Nous avons récemment appris que le gouvernement désirait à présent autoriser à nouveau la chasse au printemps. Ce sont les chasses de printemps qui ont l’effet le plus dévastateur sur la population des oiseaux de Malte, et en réalité sur la population ornithologique de l’Europe entière, parce que, comme je l’ai dit tout à l’heure, ce sont les oiseaux migrateurs qui sont concernés. Les répercussions se font sentir sur les populations d’oiseaux de l’ensemble du continent. Malte est en réalité la moins affectée, car elle n’abrite aucune population indigène d’oiseaux sur son territoire.

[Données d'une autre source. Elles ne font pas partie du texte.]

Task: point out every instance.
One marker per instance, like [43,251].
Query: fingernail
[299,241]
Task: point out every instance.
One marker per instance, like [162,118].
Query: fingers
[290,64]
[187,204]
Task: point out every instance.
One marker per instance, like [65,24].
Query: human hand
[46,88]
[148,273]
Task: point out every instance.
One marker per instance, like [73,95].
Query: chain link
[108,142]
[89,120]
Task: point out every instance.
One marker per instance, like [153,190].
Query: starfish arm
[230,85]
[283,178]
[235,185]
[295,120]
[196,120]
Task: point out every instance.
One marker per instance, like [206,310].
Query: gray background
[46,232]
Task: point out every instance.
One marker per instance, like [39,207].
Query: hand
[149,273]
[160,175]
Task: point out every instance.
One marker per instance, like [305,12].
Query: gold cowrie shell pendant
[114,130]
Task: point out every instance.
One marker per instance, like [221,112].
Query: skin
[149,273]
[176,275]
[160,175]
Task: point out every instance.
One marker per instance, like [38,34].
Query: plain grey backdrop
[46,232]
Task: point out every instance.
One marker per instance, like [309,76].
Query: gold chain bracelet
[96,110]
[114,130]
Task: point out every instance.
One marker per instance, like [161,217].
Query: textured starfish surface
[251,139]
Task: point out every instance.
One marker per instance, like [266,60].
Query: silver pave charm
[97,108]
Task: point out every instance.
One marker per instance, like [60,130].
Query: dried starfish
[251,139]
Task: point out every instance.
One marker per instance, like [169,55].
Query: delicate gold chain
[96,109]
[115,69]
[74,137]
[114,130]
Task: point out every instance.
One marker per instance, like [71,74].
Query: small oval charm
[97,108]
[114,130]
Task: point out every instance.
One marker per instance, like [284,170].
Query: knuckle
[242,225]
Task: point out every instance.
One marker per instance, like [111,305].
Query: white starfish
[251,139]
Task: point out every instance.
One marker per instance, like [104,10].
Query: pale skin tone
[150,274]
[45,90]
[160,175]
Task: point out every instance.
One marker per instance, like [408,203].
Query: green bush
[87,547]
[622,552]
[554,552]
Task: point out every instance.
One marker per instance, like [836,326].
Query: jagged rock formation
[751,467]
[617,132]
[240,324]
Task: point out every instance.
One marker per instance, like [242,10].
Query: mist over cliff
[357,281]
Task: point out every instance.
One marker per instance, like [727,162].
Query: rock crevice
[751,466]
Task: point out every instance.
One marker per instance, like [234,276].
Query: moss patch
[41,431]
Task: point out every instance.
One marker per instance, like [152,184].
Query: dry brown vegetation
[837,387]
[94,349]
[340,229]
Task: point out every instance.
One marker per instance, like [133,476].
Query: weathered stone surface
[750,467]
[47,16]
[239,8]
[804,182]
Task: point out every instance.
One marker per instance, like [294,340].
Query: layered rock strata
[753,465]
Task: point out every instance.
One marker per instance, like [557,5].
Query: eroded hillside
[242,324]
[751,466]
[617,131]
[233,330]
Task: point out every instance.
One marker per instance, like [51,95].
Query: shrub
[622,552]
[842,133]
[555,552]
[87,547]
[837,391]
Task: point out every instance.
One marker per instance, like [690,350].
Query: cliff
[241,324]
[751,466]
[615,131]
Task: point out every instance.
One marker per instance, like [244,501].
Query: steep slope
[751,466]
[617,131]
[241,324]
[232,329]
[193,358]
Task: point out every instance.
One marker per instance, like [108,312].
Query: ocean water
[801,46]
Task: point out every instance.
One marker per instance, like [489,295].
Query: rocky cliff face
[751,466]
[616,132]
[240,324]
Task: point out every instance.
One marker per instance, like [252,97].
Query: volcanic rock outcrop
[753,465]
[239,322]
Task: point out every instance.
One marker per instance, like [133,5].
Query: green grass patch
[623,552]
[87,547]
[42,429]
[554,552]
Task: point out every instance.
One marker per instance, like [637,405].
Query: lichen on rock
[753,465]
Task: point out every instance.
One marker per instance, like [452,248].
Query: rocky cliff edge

En conséquence, j’ai posé la question suivante à la Commission européenne: malgré le lancement des procédures en infraction à son encontre par la Commission et les recommandations formulées par la commission des pétitions à la suite de la mission d’enquête du mois de mai dernier, le gouvernement maltais s’apprête à autoriser la chasse aux oiseaux sauvages au cours du printemps 2007, comme il l’a fait chaque année depuis son adhésion à l’UE en 2004. La question est la suivante: quelles mesures urgentes la Commission européenne compte-t-elle prendre pour persuader les autorités maltaises d’interdire effectivement la pratique de la chasse aux oiseaux sauvages lors de la saison migratoire de printemps? Il convient de rappeler que de nombreux oiseaux chassés, y compris des oiseaux de proie tels que le balbuzard pêcheur, sont des espèces menacées. Comment la Commission compte-elle contraindre le gouvernement maltais à tenir ses engagements? Comment compte-t-elle assurer l’adoption et l’application correcte de la directive sur les oiseaux à Malte?

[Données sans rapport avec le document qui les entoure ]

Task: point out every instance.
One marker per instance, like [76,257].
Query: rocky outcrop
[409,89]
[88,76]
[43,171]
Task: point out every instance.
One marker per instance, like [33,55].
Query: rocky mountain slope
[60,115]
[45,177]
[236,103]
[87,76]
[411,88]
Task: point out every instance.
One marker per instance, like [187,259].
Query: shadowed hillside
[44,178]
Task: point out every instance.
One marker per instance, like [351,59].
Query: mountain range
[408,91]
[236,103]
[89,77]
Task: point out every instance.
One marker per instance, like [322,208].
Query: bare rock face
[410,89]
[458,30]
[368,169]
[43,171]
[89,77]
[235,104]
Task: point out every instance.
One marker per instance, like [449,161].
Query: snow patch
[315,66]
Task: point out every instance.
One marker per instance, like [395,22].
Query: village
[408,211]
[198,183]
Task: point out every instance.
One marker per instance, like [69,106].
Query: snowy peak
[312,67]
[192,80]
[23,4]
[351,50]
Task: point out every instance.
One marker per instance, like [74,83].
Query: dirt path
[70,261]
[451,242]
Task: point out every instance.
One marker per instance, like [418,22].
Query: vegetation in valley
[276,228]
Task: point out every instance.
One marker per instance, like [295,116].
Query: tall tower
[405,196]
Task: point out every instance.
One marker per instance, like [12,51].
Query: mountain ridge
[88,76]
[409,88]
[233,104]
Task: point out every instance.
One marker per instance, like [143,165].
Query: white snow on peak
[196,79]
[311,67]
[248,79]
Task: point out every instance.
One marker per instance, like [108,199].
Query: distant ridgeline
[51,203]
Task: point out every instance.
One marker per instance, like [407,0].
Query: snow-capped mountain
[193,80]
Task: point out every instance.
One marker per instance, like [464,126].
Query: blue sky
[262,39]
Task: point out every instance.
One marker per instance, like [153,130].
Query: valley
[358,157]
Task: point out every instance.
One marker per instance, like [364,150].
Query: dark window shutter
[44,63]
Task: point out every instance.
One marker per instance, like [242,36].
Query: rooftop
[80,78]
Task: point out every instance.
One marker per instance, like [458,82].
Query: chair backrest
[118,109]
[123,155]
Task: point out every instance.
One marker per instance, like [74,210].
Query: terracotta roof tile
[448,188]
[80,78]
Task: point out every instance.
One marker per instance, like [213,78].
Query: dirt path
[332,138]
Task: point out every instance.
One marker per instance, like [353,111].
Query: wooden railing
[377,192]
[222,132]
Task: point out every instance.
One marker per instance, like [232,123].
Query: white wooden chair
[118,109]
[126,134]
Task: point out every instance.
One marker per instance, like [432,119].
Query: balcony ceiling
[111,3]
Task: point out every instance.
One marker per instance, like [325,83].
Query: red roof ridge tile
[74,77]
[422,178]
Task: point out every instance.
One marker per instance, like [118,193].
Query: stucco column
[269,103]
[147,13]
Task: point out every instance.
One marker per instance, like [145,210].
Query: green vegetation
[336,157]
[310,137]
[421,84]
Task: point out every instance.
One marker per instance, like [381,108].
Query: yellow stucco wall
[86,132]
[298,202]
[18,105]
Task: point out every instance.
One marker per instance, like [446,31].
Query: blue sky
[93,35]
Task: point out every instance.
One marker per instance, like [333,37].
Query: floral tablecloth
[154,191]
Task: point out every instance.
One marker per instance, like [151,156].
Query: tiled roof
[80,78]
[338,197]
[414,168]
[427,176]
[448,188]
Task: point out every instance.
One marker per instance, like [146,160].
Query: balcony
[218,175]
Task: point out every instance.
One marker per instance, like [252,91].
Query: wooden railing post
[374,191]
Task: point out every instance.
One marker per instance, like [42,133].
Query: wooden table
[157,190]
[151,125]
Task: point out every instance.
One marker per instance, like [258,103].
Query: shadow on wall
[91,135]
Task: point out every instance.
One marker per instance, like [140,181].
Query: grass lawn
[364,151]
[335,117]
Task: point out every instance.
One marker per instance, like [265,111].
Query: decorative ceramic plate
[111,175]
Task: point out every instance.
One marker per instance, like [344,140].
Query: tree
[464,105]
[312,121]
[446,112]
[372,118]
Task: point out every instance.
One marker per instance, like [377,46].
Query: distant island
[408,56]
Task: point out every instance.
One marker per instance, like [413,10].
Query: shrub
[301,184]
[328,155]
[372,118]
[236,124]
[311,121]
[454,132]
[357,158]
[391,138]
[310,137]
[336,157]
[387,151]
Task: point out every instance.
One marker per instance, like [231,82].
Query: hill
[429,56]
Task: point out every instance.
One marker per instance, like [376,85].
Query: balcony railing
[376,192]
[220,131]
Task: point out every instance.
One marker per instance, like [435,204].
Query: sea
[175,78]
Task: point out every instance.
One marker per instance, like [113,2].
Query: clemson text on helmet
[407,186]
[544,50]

J’attends impatiemment votre réponse, Monsieur le Commissaire, tout comme la commission des pétitions et l’Assemblée ici présente.
Stavros Dimas, membre de la Commission. - (EL) Madame la Présidente, permettez-moi de remercier M. Libicki de me donner l’occasion de formuler la position de la Commission sur la chasse aux oiseaux à Malte. C’est une question de respect du droit communautaire.

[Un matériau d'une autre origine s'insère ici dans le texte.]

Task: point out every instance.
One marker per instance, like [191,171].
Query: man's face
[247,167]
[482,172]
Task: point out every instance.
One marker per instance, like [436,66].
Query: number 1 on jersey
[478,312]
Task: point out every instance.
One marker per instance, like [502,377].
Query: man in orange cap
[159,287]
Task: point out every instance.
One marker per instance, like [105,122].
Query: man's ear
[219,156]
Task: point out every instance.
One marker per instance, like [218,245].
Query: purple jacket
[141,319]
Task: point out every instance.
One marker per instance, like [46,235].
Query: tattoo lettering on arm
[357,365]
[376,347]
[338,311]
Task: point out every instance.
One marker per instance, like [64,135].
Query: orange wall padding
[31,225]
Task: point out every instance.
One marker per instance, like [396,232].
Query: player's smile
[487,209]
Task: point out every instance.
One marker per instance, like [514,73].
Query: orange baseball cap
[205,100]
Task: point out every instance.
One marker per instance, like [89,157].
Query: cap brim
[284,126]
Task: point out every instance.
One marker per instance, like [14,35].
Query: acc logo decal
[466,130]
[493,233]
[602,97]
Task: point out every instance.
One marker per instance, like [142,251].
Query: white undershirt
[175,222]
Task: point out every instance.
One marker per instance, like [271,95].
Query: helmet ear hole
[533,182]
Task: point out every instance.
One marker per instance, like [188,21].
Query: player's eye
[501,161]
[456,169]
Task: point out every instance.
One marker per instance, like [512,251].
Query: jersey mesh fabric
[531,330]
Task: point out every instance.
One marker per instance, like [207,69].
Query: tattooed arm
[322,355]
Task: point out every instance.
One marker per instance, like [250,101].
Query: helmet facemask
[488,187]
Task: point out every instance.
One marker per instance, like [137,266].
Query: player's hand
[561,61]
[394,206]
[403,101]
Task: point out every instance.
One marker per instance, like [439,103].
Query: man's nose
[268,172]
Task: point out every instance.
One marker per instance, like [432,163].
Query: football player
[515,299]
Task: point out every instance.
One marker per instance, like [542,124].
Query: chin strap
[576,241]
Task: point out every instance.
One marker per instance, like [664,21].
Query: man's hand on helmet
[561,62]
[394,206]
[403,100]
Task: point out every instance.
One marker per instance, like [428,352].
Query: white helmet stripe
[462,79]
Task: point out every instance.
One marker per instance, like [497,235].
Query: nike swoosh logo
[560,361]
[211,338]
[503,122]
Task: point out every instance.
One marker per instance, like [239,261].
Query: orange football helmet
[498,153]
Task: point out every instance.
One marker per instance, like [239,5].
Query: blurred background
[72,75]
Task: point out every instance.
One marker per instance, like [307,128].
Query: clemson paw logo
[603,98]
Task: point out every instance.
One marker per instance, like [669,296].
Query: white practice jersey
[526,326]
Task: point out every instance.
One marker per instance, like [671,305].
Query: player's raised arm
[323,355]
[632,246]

L’annexe II de la directive concernant la conservation des oiseaux sauvage interdit clairement la chasse aux oiseaux migrateurs retournant dans leurs aires de reproduction traditionnelles. Comme l’a également déclaré M. Libicki, cette chasse printanière est la pire.
L’article 9 de la directive prévoit des dérogations possibles pour les États membres. Mais cette possibilité ne s’applique que dans des circonstances exceptionnelles et doit être compatible avec les critères très stricts définis dans l’article en question, la dérogation n’étant permise qu’en l’absence d’autre solution satisfaisante.
En 2004, le gouvernement maltais a décidé d’exercer ce droit et a demandé une dérogation autorisant la chasse de la caille et de la tourterelle pendant leur migration printanière. Or, d’après les informations fournies à la Commission par les autorités maltaises, il semble que la dérogation en question ne respecte pas les conditions préalables inscrites dans la directive sur les oiseaux. Plus grave, les autorités maltaises n’ont pas été en mesure de prouver qu’il n’y avait pas d’autre solution satisfaisante ou que le déroulement de la chasse printanière se faisait sous stricte surveillance. Pour ces raisons, la Commission est arrivée à la conclusion que la dérogation pour l’année 2004 était en infraction avec les articles 7 et 9 de la directive sur les oiseaux. En juillet 2006, elle a lancé des procédures en infraction en vertu de l’article 226 du traité; la Commission n’a pas encore reçu de réponse officielle des autorités maltaises.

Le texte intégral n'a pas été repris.